According to the source, the written oath includes not only the pledge not to use Chinese-made mobile phones, but also a promise to promptly alert relevant security organizations when they discover somebody using a Chinese-made phone, along with a warning that violators face criminal punishments.

The oath warned that “we cannot protect our lives, the socialist system that is our livelihood and the fate of our children if we leave alone those who, blinded by a few coins, sell our internal secrets.”

“Citizens in the border region must come together as one in the struggle against users of Chinese-made mobile phones and prevent impure elements from emerging in our midst,” it said.

North Korea has waged a war to eradicate users of illegal foreign-made mobile phones in the border region since the start of the COVID-19 pandemic.

The authorities have branded people caught up in the crackdown as spies, sending them to detention facilities and even exiling their family members to rural areas.
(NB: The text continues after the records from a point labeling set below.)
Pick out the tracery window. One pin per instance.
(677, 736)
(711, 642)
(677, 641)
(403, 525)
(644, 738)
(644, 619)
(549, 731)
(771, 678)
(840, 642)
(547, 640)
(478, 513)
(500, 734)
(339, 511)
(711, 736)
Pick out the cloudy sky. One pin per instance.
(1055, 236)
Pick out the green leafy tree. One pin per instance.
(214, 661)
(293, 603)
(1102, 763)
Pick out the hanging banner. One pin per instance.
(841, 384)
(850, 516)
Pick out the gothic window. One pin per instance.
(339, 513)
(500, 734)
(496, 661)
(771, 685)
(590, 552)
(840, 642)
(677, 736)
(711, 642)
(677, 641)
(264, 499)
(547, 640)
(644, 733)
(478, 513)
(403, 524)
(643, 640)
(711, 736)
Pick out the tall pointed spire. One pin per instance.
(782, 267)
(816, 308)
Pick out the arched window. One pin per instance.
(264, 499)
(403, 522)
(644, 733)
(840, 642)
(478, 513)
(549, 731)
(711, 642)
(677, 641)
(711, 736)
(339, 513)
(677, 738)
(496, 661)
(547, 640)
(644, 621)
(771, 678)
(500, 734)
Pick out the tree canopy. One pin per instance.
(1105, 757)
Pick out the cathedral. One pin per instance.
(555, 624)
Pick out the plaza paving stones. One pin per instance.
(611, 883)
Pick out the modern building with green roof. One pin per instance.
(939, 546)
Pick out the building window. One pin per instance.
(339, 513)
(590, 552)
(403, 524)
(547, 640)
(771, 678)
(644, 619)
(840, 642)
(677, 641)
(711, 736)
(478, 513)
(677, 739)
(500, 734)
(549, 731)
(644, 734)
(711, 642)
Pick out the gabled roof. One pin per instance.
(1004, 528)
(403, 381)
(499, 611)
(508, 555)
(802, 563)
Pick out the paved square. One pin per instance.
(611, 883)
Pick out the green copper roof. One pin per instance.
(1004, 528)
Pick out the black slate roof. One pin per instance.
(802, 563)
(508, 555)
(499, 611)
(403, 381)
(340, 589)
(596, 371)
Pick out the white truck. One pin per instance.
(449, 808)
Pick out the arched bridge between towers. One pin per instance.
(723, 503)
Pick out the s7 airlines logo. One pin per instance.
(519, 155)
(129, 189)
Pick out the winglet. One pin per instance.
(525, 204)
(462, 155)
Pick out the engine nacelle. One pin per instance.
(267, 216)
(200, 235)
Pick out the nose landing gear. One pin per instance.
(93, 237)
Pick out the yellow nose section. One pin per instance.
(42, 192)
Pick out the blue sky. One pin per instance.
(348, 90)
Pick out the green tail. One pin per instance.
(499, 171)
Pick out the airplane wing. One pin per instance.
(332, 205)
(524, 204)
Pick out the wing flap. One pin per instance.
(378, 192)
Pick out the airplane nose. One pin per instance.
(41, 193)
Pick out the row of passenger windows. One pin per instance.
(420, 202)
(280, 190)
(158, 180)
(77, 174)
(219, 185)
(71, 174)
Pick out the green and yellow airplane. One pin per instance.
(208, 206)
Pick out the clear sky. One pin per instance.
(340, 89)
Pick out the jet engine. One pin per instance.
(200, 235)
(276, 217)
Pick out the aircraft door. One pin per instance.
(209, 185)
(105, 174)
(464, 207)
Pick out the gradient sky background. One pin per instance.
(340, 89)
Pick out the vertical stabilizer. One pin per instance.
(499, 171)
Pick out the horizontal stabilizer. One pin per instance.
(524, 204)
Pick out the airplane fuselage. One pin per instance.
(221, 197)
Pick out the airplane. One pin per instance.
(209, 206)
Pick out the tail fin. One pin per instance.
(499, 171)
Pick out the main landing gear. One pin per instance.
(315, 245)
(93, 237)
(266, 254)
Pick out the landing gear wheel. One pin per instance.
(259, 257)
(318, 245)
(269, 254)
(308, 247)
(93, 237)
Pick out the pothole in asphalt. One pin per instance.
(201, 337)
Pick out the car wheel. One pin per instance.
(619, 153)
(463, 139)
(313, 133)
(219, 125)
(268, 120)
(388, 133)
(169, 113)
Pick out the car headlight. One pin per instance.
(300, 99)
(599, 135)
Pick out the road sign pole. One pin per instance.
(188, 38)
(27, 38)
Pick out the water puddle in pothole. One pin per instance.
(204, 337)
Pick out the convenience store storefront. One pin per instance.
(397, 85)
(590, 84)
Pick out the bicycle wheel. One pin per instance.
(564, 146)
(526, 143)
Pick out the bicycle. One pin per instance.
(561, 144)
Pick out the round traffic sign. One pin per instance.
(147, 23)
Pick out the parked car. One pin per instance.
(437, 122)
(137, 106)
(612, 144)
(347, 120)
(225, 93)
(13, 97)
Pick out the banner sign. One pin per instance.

However, residents of border regions continue to use foriegn-made mobile phones despite the intensive crackdowns and controls. Faced with this situation, the authorities now appear to be pressuring people to submit to written pledges.

In fact, local authorities called a meeting of one neighborhood watch unit in Hoeyong’s Mangyang-dong district on Aug. 19, with a local security officer and a provincial security guidance officer present. Officials at the meeting explained the written oaths and obtained signatures from local residents.

The local security officer stated that “the time to educate you through words has passed,” the source said, adding that he warned the meeting attendees that they face “criminal punishments if they use Chinese mobile phones or fail to report unusual behavior they’ve seen.”

For residents of the border region who make their living through smuggling and dealing with the outside world, the order to stop using Chinese-made mobile phones amounts to “telling them to starve to death,” the source claimed. 

“They [local residents] doubt that getting people to sign written pledges like this is an effective tactic given that people are suffering economic difficulties,” he added.